A las tres y cinco de la madrugada, el comisario de guardia en la jefatura de policía de Zürich dio una orden general para detener a Frau Lucía Arbil. Bazzoli había facilitado el número de matrícula del Mercedes, y ésta empezó a circular igual que la descripción de la chica. Se alertó especialmente al cercano puesto fronterizo de Koblenza.

Cuatro horas más tarde se encontró al Mercedes en el estacionamiento del aeropuerto internacional. Se examinó inmediatamente las listas de pasajeros de salida, pero en ninguna de ellas figuraba ninguna Frau Arbil. Sin embargo un empleado del mostrador de la Swissair recordaba haber vendido un billete a una joven que correspondía a su descripción. Había sido para el vuelo regular de las seis de la mañana a Bruselas. Había presentado un pasaporte francés a nombre de Mademoiselle Lucía Bernardi.

La policía estaba en un apuro ahora. El tratado de extradición entre Suiza y Bélgica exige que se presenten pruebas muy fuertes antes de que la persona acusada sea detenida y devuelta para que se la juzgue en el país donde se cometió el crimen. Antes de que Zürich pudiera pedir a Bruselas que actuase, tenían que estar seguros que Frau Arbil y Mademoiselle Bernardi eran la misma persona.

La respuesta la dio el departamento de registro de extranjeros. Contrariamente a lo que Herr Arbil había dicho a los Bazzoli, no existía ninguna Frau Arbil. Lucía Bernardi había sido su amante.
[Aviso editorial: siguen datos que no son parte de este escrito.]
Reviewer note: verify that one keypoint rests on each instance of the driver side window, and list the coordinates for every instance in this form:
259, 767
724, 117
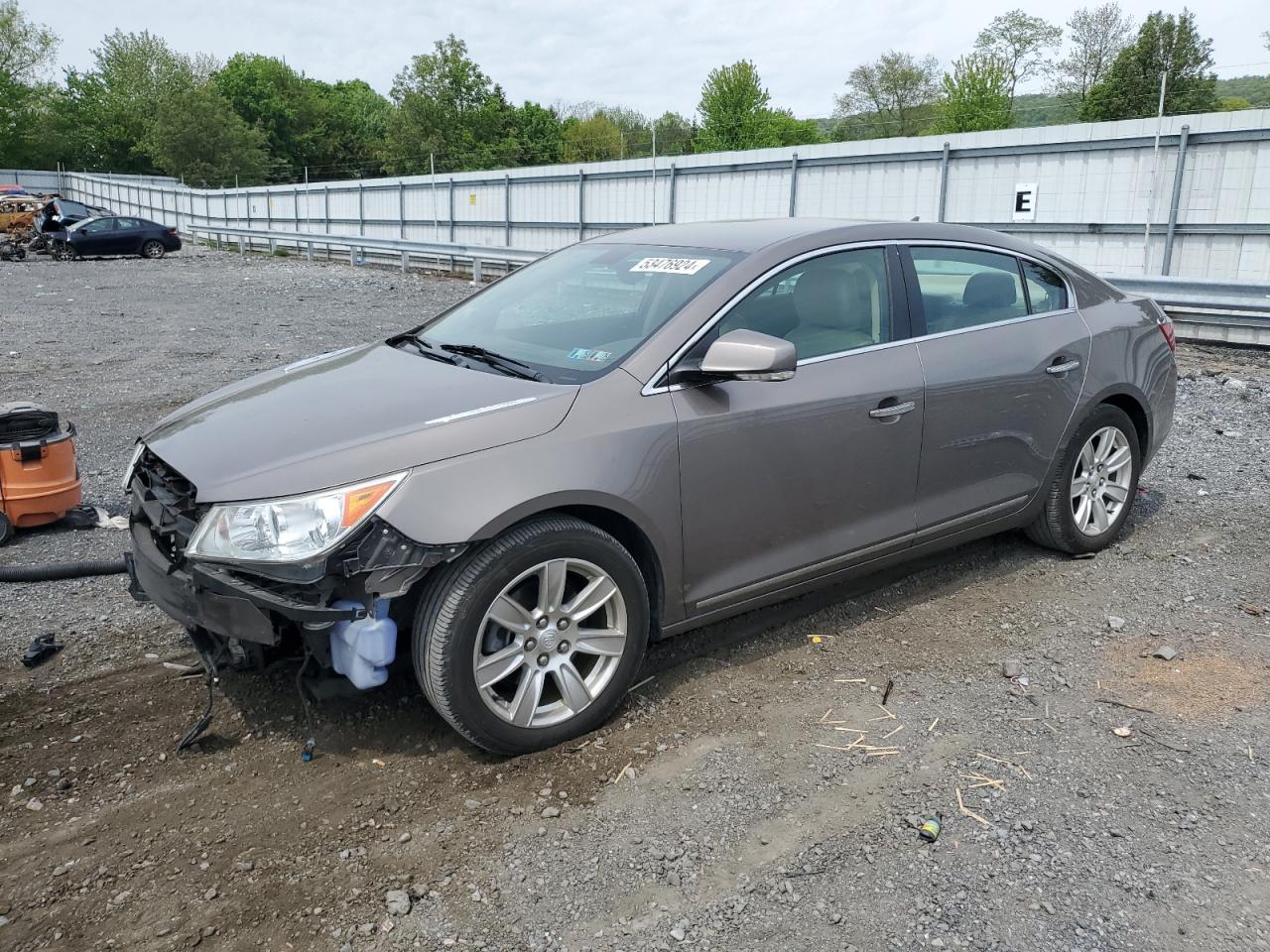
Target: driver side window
826, 304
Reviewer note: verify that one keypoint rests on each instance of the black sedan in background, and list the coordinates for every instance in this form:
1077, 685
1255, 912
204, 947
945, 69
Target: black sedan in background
117, 235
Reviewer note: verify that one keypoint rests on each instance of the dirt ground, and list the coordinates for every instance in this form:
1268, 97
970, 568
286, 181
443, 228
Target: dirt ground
751, 793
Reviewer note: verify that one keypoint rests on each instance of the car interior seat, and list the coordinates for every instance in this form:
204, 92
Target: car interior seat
834, 311
991, 296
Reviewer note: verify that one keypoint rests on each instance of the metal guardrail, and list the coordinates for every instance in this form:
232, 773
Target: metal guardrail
1219, 311
1222, 311
361, 248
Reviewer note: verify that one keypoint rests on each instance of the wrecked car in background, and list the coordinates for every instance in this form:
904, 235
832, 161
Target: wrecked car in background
640, 434
117, 235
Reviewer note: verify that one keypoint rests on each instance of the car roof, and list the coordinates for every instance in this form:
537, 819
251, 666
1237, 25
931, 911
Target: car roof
751, 235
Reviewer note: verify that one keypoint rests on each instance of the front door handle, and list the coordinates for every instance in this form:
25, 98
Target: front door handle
885, 413
1065, 367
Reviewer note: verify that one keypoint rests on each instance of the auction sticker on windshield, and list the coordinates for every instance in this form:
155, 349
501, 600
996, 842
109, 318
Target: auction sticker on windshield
671, 266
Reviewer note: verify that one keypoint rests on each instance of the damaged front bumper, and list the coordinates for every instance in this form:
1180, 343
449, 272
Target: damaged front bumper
207, 597
261, 603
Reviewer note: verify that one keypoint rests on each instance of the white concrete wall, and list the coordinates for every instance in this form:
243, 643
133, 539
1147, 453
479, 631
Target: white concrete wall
1097, 184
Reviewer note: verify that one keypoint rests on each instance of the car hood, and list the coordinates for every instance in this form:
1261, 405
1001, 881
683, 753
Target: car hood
345, 416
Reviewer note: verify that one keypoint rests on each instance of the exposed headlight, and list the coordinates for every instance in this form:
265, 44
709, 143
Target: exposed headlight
132, 465
293, 530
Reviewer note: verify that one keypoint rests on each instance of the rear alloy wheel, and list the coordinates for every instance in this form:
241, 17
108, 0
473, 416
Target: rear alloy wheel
535, 638
1093, 486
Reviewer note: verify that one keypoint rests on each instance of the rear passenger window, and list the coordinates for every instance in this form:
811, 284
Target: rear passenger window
1046, 290
962, 289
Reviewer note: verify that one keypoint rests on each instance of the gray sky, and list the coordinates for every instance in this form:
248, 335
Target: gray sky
649, 55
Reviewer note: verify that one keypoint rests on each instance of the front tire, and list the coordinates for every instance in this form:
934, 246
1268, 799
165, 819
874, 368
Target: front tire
1093, 485
535, 638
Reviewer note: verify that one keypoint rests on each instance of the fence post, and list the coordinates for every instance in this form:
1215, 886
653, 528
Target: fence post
944, 182
507, 211
671, 197
1176, 200
793, 182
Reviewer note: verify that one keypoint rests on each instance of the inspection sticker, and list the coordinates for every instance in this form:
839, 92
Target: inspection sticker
671, 266
580, 353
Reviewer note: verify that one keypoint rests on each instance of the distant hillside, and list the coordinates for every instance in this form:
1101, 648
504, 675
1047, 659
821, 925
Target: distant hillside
1042, 109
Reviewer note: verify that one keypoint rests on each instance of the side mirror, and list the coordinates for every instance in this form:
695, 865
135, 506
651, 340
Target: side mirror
740, 354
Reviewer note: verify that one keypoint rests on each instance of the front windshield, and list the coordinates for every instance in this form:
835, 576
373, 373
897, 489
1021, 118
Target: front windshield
579, 312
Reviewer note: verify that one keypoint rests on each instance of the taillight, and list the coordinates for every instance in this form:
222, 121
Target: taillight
1166, 327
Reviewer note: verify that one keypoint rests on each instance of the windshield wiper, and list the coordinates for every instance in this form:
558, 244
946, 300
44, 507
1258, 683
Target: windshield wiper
500, 362
425, 348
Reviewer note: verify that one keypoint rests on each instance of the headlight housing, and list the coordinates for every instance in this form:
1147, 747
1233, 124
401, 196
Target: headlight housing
290, 530
132, 465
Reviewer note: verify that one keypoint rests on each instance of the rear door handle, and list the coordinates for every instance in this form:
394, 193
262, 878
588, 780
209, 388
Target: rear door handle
885, 413
1066, 367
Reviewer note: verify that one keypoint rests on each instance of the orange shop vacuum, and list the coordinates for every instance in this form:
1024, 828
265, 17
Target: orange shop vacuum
39, 477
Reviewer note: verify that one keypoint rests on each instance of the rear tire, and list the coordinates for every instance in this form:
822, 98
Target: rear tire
1093, 486
532, 683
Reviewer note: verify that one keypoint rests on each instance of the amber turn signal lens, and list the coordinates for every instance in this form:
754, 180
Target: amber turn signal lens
361, 500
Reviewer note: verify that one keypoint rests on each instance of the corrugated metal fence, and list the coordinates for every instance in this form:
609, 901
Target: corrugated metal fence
1086, 190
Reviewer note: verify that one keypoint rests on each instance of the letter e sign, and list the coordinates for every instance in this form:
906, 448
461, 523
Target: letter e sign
1025, 200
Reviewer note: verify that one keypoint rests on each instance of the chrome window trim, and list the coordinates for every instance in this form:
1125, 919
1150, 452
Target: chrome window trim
649, 389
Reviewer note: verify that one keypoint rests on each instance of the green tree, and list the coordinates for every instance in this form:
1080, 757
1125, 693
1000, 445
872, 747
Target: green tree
1096, 35
1165, 45
734, 111
593, 140
447, 107
897, 89
198, 136
790, 131
1233, 104
26, 48
675, 135
975, 95
132, 79
26, 51
285, 105
1021, 42
354, 119
538, 131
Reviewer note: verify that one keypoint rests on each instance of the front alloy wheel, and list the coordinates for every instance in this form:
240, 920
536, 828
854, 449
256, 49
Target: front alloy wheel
550, 644
535, 638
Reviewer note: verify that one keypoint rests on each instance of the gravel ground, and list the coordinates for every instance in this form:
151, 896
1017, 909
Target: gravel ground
731, 803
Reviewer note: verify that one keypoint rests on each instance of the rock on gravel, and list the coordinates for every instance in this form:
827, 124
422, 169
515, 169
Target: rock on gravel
398, 901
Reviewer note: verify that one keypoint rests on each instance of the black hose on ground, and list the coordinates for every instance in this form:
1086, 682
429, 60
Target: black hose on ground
56, 571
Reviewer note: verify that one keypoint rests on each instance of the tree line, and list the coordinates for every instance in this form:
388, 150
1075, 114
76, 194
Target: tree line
143, 107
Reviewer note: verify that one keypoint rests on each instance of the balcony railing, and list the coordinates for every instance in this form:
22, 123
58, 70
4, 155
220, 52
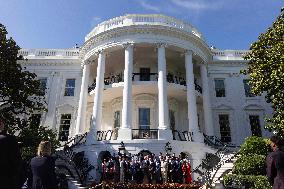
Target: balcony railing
145, 77
182, 135
140, 19
144, 133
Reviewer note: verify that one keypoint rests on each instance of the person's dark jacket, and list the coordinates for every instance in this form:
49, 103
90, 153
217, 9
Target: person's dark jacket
10, 162
275, 169
43, 172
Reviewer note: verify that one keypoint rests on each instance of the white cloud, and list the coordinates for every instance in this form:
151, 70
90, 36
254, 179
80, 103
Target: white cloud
95, 21
148, 6
199, 5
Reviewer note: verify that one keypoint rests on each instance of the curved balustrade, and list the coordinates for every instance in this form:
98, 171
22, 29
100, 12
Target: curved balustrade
144, 133
216, 142
140, 19
145, 77
182, 135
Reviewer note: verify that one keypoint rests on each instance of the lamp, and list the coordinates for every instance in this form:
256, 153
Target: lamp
168, 147
121, 148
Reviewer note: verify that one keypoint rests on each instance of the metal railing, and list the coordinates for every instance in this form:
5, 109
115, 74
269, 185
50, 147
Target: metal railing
144, 133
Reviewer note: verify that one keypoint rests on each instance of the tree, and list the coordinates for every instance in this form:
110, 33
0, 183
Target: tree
266, 71
20, 92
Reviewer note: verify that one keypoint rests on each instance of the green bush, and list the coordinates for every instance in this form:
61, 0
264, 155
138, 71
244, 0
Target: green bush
250, 165
249, 181
254, 145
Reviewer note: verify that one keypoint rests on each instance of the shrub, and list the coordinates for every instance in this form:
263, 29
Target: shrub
249, 181
254, 145
250, 165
Sin embargo, hasta las diez de la mañana no se pudo asegurar esto, y a dicha hora el avión de Bruselas hacía mucho que había aterrizado y sus pasajeros se habían dispersado.

A última hora de la tarde, el Bureau Central belga llamó para informar que una mujer que correspondía a la descripción de Lucía Bernardi había alquilado un coche en el aeropuerto de Bruselas para que la llevase a Namur. Se creía que había cogido el tren para Lille.

Si esto era cierto, Zürich se enfrentaba ahora con un nuevo problema. A los franceses no nos gusta conceder la extradición a nuestros propios compatriotas. El juicio por el asesinato tendría que celebrarse en Francia.

Si es que ella había cometido el crimen, claro.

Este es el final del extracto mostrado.